7. Get listed in the directories AI trusts
Assistants cross-check the wider web before they recommend anyone. Make sure you appear in the lender directories, association pages, and review platforms relevant to your market. Each accurate, consistent citation adds a vote of confidence the model can verify.
What to do first if you only have an hour
If this list feels long, start where the leverage is highest. Here is the order we use when time is tight:
- Claim and complete your Google Business Profile.
- Fix any NAP mismatches across your top three listings.
- Send review requests to your last ten closed clients.
Those three alone often move the needle, because they hit the data AI checks first. Schema, llms.txt, and content can follow once the foundation is consistent.
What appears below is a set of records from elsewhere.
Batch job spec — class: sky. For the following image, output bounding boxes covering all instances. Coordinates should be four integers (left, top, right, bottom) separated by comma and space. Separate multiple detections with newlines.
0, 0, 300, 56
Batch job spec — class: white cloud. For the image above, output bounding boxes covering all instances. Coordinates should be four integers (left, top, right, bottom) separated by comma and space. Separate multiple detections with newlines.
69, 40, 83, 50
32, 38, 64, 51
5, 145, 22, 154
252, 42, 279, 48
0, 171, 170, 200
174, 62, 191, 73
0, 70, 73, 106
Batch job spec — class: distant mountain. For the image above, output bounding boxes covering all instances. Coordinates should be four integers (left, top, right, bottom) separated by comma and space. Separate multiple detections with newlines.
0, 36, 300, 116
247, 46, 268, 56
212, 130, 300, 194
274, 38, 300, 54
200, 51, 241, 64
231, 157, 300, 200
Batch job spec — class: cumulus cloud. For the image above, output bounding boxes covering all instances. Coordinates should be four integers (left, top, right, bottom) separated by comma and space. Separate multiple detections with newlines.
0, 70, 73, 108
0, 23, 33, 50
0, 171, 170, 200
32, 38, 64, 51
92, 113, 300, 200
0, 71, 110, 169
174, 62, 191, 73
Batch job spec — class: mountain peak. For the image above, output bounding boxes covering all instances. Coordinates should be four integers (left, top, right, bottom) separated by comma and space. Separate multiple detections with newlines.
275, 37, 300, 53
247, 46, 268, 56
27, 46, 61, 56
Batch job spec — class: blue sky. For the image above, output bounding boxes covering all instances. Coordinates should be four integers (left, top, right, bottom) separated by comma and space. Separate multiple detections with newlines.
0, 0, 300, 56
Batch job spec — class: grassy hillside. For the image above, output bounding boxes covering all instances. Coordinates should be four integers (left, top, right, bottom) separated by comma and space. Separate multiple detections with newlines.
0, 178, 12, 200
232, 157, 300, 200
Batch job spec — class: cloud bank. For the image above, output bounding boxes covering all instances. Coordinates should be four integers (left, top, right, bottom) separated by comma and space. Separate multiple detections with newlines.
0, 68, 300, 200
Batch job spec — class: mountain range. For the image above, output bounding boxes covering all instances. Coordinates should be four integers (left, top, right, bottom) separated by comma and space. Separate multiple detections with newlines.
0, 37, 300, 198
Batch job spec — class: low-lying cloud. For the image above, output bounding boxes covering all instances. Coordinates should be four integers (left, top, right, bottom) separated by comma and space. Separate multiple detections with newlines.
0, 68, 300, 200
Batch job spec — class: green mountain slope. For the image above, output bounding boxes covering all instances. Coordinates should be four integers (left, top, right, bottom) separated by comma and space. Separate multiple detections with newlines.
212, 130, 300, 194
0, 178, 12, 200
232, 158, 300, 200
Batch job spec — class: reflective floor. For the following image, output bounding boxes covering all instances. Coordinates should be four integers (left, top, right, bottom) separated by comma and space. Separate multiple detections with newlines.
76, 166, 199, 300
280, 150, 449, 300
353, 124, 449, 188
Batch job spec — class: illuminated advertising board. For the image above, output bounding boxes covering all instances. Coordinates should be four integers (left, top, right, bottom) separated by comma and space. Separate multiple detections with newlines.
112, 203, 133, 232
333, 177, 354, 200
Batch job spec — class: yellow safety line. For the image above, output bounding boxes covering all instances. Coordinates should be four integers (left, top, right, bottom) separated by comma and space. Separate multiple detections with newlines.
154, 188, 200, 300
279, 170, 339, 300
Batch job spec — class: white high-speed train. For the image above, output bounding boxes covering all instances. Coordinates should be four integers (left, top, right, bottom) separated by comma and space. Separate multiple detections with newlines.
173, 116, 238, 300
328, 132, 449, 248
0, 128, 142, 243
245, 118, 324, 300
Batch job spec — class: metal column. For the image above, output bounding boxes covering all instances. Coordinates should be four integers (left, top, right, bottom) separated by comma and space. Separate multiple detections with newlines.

The high-impact items at a glance
| Checklist item | Effort | AI impact |
|---|---|---|
| Google Business Profile | Low | High |
| Consistent NAP data | Low | High |
| Reviews | Ongoing | High |
| Schema markup | Medium | High |
| Answer-first content | Medium | High |
| llms.txt | Low | Medium |
| Directory citations | Medium | Medium |
How to know if it is working
Do not guess. Ask the assistants directly. Open ChatGPT, Perplexity, and Google AI and run the prompts a borrower would: “best loan officer in [your city],” “mortgage broker near me for first-time buyers,” “who should I talk to about a jumbo loan in [city].” Note whether you appear, how you are described, and who is named instead of you. Re-run those prompts monthly. Movement on this list shows up there, and it is the same approach we use to measure whether AEO is outperforming traditional SEO for mortgage brokers.
If you want the full picture for your market, the broader AI SEO playbook for mortgage professionals walks through how these pieces fit together across ChatGPT, Perplexity, Gemini, and Google AI Overviews.
The bottom line
None of this is magic. It is consistent facts, real reviews, clean structure, and content that answers the questions borrowers actually ask. Work the list in order, check your results in the assistants themselves, and keep the basics tidy. Do that, and when the next borrower asks an AI who to call, your name is the one it gives.